Antiretroviral drugs from multiple classes induce loss of excitatory synapses between hippocampal neurons in culture

Abstract

Introduction: Antiretroviral (ARV) drugs have improved prognoses for people living with HIV. However, HIV-associated neurocognitive disorders (HAND) persist despite undetectable viral loads. Some ARVs have been linked to neuropsychiatric effects that may contribute to HAND. Synapse loss correlates with cognitive decline in HAND and synaptic deficits may contribute to the neuropsychiatric effects of ARV drugs. Methods: Using an automated high content assay, rat hippocampal neurons in culture expressing PSD95-eGFP to label glutamatergic synapses and mCherry to fill neuronal structures were imaged before and after treatment with 25 clinically used ARVs. Results and Discussion: At a concentration of 10 μM the protease inhibitors nelfinavir and saquinavir, the non-nucleoside reverse transcriptase inhibitors etravirine and the 8-OH metabolite of efavirenz, the integrase inhibitor bictegravir, and the capsid inhibitor lenacapavir produced synaptic toxicity. Only lenacapavir produced synapse loss at the nanomolar concentrations estimated free in the plasma, although all 4 ARV drugs induced synapse loss at C_max. Evaluation of combination therapies did not reveal synergistic synaptic toxicity. Synapse loss developed fully by 24 h and persisted for at least 3 days. Bictegravir-induced synapse loss required activation of voltage-gated Ca²⁺ channels and bictegravir, etravirine, and lenacapavir produced synapse loss by an excitotoxic mechanism.
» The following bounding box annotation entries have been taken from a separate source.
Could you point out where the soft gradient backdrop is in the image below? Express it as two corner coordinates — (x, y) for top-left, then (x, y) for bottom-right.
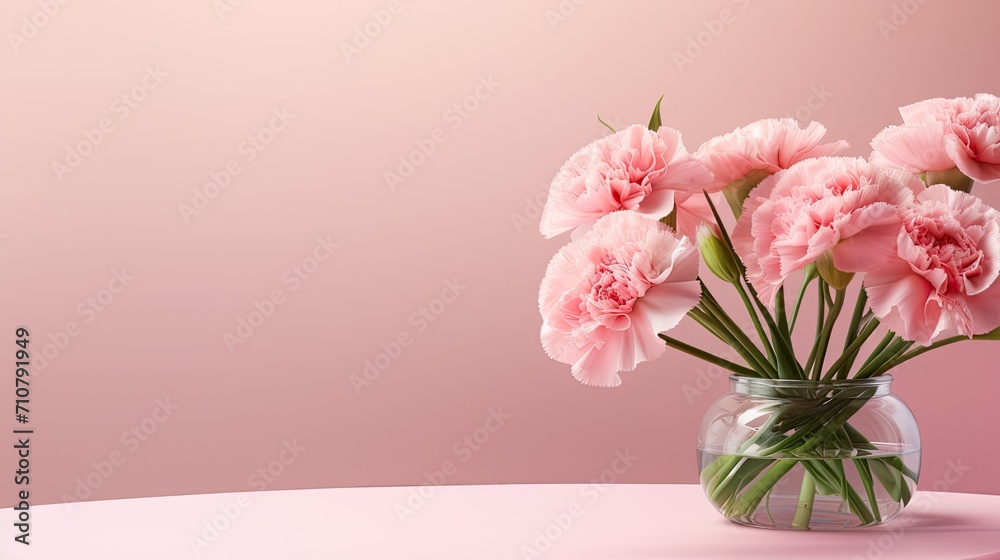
(0, 0), (1000, 506)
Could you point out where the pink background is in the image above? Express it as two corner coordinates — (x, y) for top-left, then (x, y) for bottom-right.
(0, 0), (1000, 506)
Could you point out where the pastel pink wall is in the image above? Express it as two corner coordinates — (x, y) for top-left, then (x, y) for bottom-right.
(0, 0), (1000, 506)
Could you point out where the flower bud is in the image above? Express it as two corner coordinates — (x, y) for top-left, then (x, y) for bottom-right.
(698, 222), (740, 284)
(816, 251), (854, 290)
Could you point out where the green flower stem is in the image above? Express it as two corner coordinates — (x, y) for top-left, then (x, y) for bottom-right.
(703, 191), (802, 379)
(806, 278), (826, 371)
(792, 471), (816, 529)
(872, 341), (915, 377)
(688, 305), (777, 379)
(854, 332), (909, 379)
(699, 282), (778, 376)
(854, 459), (882, 523)
(844, 284), (868, 353)
(861, 331), (896, 370)
(924, 167), (975, 192)
(732, 459), (800, 517)
(812, 289), (846, 381)
(890, 335), (969, 369)
(774, 286), (791, 337)
(788, 265), (819, 334)
(823, 318), (879, 381)
(659, 333), (761, 377)
(688, 306), (773, 377)
(733, 280), (778, 364)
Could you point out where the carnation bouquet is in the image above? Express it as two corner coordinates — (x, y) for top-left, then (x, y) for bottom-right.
(539, 94), (1000, 529)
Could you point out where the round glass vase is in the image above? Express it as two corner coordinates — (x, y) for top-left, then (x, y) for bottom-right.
(698, 375), (920, 530)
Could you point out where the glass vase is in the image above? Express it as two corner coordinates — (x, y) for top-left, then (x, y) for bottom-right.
(698, 375), (920, 530)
These results indicate that select ARV drugs might contribute to neuropsychiatric effects in combination with drugs that bind serum proteins or in disease states in which synaptic function is altered. The high content imaging assay used here provides an efficient means to evaluate new drugs and drug combinations for potential CNS toxicity.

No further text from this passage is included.